Lunedì 4 agosto i lavoratori italiani di Booking.com incrociano le braccia per la prima volta nella storia dell’azienda. La protesta, indetta da Filcams-Cgil, Fisascat-Cisl e Uiltucs, è una risposta al piano di licenziamenti annunciato dalla multinazionale che si occupa di turismo, che prevede il taglio di nove posti di lavoro nella sede italiana su circa 150 dipendenti. Una decisione che si inserisce in una ristrutturazione globale con migliaia di esuberi.

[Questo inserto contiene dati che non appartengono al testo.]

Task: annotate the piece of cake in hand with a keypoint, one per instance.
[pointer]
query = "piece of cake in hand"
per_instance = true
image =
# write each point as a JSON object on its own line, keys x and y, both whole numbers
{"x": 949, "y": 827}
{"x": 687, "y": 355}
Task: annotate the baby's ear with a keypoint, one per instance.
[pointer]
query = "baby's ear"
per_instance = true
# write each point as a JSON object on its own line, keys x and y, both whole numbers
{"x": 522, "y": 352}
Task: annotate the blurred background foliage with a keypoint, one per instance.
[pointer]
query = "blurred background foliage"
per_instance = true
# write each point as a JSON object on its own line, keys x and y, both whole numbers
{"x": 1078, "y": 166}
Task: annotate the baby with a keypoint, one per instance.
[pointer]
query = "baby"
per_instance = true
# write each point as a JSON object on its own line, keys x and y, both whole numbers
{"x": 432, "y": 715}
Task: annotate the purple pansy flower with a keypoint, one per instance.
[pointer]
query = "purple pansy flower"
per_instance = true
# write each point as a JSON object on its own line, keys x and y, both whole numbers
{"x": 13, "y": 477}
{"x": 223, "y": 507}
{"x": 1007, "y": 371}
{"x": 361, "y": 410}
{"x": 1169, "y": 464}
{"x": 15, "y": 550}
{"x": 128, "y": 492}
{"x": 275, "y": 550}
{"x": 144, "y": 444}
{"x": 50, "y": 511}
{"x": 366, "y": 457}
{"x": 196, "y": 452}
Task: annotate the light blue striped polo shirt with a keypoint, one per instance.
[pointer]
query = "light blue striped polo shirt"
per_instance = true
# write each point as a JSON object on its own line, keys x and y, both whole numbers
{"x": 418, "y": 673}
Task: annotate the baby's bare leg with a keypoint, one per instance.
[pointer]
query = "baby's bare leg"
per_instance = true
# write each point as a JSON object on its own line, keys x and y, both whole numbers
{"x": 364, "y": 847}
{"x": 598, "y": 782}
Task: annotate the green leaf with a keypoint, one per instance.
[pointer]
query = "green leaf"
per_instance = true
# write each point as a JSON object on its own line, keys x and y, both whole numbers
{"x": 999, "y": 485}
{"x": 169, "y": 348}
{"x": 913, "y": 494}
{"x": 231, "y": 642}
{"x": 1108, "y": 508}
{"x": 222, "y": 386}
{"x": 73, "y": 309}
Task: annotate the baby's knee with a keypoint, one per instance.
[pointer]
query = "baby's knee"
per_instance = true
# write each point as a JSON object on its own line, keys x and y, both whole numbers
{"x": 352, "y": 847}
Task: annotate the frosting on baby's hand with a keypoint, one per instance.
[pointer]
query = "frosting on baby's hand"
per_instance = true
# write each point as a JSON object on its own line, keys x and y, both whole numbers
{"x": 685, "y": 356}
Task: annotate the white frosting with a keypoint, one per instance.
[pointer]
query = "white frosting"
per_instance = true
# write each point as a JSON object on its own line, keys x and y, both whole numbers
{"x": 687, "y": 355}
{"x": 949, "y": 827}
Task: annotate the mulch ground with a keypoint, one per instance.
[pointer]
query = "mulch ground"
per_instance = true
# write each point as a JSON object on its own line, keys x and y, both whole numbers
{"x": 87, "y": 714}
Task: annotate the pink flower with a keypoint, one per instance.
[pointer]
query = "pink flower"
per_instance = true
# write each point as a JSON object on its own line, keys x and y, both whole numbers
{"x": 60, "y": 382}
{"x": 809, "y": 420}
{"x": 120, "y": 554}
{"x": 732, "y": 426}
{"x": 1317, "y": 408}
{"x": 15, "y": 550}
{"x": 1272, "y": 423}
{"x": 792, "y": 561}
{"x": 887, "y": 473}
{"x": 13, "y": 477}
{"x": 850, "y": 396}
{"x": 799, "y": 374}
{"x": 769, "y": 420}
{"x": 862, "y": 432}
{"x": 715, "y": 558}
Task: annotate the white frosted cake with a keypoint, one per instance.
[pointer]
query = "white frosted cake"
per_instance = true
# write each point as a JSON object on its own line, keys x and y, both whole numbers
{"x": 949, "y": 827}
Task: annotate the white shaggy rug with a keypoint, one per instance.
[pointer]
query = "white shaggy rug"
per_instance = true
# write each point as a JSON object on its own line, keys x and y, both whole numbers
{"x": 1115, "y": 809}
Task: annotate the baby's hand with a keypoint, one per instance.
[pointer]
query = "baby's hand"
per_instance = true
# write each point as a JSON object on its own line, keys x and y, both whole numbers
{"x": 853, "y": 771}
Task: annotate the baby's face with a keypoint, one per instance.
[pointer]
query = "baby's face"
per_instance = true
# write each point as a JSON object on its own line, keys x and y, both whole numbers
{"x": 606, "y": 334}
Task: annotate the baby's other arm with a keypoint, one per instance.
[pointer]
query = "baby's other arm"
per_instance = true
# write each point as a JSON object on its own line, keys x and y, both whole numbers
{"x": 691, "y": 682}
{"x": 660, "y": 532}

«Il lavoro si rispetta, non si taglia! Le persone non sono numeri!” gridano le organizzazioni sindacali, che denunciano un approccio freddo e calcolatore da parte dell’azienda. Secondo i sindacati, dietro termini come “ottimizzazione” e “innovazione” si celerebbe “una strategia di tagli che colpisce direttamente le persone, molte delle quali con oltre dieci anni di servizio». Un attacco, quello delle sigle, che punta il dito contro la multinazionale del turismo che, nonostante risultati economici importanti, sceglie la strada dei licenziamenti. Le trattative, raccontano i sindacati, sono naufragate per la rigidità dell’azienda, che avrebbe respinto tutte le proposte alternative presentate dai rappresentanti dei lavoratori, limitandosi a formulare «un’offerta economica insufficiente» e, ancor più grave, riservandosi «il diritto di decidere chi licenziare». Una posizione giudicata «inaccettabile».
Booking.com avrebbe inoltre comunicato al ministero del Lavoro la conclusione unilaterale della fase sindacale, riducendo così al minimo i tempi per individuare soluzioni alternative. Il tutto, fanno notare i sindacati, in un periodo particolarmente critico per il settore: «In pieno agosto, nel picco delle attività di un’azienda che naviga economicamente a gonfie vele». A far discutere è anche il metodo utilizzato per individuare gli esuberi: questionari anonimi volti a valutare il «senso di appartenenza» dei dipendenti, una pratica che i sindacati bollano come pretestuosa. «Si tratta di un modello aziendale che privatizza i profitti e scarica sui lavoratori il costo delle proprie decisioni», accusano Filcams-Cgil, Fisascat-Cisl e Uiltucs.